The bug in this article could only happen in clean architecture, because it requires a repository interface that the use case must honor. In plain layered architecture, the use case would call the data layer's concrete implementation directly — no interface contract to mismatch against.

That extra layer of indirection — the interface — is precisely what caught the error. The compiler checked whether the use case honored the repository's contract and whether the BLoC honored the use case's contract. Two boundaries, two checks, five errors that would have been runtime surprises in a less structured codebase.

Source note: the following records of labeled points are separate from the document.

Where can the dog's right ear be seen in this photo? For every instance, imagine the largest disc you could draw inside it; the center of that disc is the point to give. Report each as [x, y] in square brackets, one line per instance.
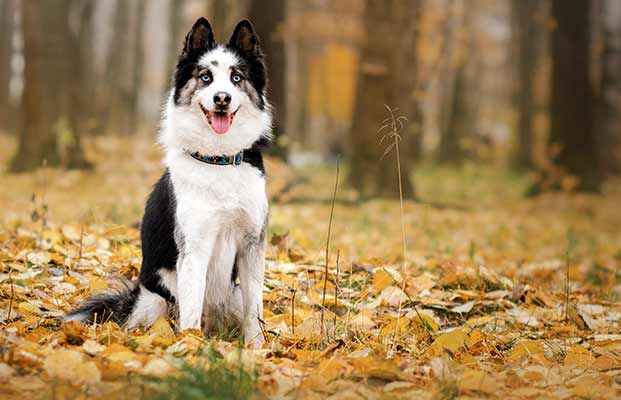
[200, 37]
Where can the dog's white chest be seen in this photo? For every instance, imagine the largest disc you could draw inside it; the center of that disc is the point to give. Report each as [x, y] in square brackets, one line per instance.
[230, 200]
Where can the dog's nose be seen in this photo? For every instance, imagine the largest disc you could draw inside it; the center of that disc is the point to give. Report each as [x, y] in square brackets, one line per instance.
[222, 99]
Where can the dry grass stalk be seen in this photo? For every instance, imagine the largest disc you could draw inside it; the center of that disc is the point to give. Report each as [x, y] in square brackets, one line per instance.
[325, 279]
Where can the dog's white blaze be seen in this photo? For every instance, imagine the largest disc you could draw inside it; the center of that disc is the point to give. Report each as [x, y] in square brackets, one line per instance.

This is actually the best-case version of this bug. Dart's type system caught it at compile time. Five errors sounds like a lot for a single conceptual mistake, but that's five problems caught before the app ran, before a user saw wrong search results, before you spent an afternoon debugging why page 2 returns page 1 data. The same inconsistency in a dynamically typed language would compile silently, run with incorrect arguments, and surface as a runtime error — or worse, as subtly wrong data that passes through the system undetected.

There's one more subtlety worth noting. In the use case's broken version, page and pageSize were passed positionally to a method that expected them as named. The compiler flagged the positional overflow — but the named parameters themselves, having defaults, would have silently used page: 1 and pageSize: 20 regardless of what the caller intended. Defaults are convenient, but they can also mask a wiring mistake. If the use case had only passed query positionally and skipped page and pageSize entirely, the code would have compiled and run — always returning page 1 with 20 results, no matter what the BLoC requested. No error, no warning. Just silently wrong pagination.

The verbosity of explicit parameter labels and the required keyword aren't ceremony. They're the compiler's way of making sure that everyone who calls your function has thought carefully about what they're passing and why.